Nozick does not allow unlimited liberty in either the initial appropriation or the subsequent transfer of property, but qualifies both by specifying that initial appropriation must not worsen the situation of others. This limitation upon initial acquisition has implications for subsequent transfers. For, if a later acquisition worsens the conditions of some, it does so because of the previous acquisitions of others. Therefore, even current entitlements based upon past just appropriations must bend before Nozick's Lockean proviso. If present holdings are subject to involuntary transfers because of violations of Nozick's Lockean proviso, then inheritance (a type of transgenerational voluntary transfer) should be equally subject to regulation by that proviso. Hence, not entitlement but “need” ought to serve as the basis for current property claims flowing out of past injustices.
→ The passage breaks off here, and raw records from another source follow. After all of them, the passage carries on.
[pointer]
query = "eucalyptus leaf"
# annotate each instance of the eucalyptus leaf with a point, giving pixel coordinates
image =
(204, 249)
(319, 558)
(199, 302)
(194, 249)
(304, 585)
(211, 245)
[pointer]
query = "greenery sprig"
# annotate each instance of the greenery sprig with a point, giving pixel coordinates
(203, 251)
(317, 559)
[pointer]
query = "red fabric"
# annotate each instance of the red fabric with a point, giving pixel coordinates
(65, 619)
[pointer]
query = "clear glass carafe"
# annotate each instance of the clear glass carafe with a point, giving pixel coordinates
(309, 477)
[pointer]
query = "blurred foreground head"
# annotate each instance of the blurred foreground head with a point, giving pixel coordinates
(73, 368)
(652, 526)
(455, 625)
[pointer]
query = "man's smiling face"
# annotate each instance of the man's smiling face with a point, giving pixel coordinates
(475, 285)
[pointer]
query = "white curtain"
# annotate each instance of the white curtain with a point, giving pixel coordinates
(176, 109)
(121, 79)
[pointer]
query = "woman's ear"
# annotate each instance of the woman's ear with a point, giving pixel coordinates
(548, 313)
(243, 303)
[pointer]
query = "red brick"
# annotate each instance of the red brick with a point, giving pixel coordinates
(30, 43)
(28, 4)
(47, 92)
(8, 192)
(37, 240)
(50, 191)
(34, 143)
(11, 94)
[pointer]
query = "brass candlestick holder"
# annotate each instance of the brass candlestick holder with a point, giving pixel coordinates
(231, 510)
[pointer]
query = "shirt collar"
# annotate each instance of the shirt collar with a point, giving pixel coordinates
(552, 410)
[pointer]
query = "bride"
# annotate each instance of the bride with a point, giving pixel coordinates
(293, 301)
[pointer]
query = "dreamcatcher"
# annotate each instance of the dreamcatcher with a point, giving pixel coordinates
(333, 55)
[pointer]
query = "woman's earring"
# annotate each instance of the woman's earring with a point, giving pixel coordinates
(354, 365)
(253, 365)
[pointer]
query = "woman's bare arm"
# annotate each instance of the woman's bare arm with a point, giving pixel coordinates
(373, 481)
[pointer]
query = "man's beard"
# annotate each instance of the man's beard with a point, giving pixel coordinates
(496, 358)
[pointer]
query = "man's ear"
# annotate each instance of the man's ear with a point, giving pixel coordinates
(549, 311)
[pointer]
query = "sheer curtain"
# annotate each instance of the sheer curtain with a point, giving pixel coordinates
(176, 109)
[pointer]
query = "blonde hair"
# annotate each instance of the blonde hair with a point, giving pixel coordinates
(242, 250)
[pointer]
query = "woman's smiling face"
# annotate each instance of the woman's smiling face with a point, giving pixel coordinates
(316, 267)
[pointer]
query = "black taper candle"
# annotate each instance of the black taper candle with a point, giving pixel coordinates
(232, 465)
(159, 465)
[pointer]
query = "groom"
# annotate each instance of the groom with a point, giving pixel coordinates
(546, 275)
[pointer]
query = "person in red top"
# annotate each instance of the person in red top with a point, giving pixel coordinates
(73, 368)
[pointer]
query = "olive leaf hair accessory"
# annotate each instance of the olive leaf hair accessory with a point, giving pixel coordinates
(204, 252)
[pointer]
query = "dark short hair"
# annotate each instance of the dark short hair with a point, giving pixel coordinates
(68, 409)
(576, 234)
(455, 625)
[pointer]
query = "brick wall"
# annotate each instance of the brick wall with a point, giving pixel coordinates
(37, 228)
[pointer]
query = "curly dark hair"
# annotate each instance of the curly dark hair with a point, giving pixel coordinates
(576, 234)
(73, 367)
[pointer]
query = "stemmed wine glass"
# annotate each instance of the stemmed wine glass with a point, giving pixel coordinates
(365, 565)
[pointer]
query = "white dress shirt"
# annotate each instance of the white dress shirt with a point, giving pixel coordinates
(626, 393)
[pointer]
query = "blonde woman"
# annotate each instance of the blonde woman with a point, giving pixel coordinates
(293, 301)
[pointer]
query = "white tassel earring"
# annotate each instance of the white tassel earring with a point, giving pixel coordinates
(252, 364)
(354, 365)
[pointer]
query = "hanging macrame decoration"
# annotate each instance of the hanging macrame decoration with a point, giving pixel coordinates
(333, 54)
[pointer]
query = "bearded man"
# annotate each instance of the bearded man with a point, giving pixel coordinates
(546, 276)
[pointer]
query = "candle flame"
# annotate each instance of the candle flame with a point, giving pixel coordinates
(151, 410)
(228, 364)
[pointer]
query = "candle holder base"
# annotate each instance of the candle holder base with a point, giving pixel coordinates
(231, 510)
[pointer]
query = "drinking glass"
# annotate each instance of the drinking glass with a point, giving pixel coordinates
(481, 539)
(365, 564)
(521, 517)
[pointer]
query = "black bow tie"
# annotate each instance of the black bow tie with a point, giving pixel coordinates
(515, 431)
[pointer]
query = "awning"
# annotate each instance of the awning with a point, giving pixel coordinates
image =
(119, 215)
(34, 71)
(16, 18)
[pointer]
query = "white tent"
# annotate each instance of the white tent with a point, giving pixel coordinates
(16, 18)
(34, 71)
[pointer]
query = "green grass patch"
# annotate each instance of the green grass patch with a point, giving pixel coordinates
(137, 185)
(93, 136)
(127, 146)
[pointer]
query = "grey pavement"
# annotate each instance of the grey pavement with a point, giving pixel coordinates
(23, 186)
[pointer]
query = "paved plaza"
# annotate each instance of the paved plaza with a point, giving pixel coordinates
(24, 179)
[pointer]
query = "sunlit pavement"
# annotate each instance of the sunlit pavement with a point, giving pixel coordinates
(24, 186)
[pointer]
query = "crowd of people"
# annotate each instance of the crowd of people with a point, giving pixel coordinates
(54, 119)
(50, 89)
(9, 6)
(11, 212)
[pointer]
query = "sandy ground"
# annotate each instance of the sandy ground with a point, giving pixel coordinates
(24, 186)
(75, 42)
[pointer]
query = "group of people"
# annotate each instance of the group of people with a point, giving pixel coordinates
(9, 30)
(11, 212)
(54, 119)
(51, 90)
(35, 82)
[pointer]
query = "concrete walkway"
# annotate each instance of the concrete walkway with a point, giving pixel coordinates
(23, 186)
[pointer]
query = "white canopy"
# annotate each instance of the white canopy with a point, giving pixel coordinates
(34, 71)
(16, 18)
One may conclude that past injustices against Native Americans constitute the historical causes of, but not the moral sanction for, present Indian claims. These claims ought to be founded on the morally more significant principle embodied in the Lockean proviso. Finally, all property claims should be systematically regulated by a body of positive law whose foundation is that proviso instead of some set of Lockean natural rights.

In public policy terms, Indians deserve monetary compensation for past violations of the federal government's Indian Nonintercourse Act (1790), which promised security to Native Americans against fraudulent seizure of Indian land. Current Indian land claims should not invoke an original and inheritable right to the land. Rather Indians should claim to be rectifying current inequalities and lack of their fair share of American resources together with social and economic opportunities. Society at large owes the modern Indian tribes a collective debt but not necessarily in the form of land or restored “rights” to property. Property rights are not sacrosanct when they are invoked to defend unjust holdings. They must yield to the moral claims of the needs of humans in the spirit of Locke's proviso.

The article demonstrates the incompatibility of entitlement principles with the so-called Lockean proviso which is itself an end-state principle; hence the internal inconsistency of Nozickian libertarianism.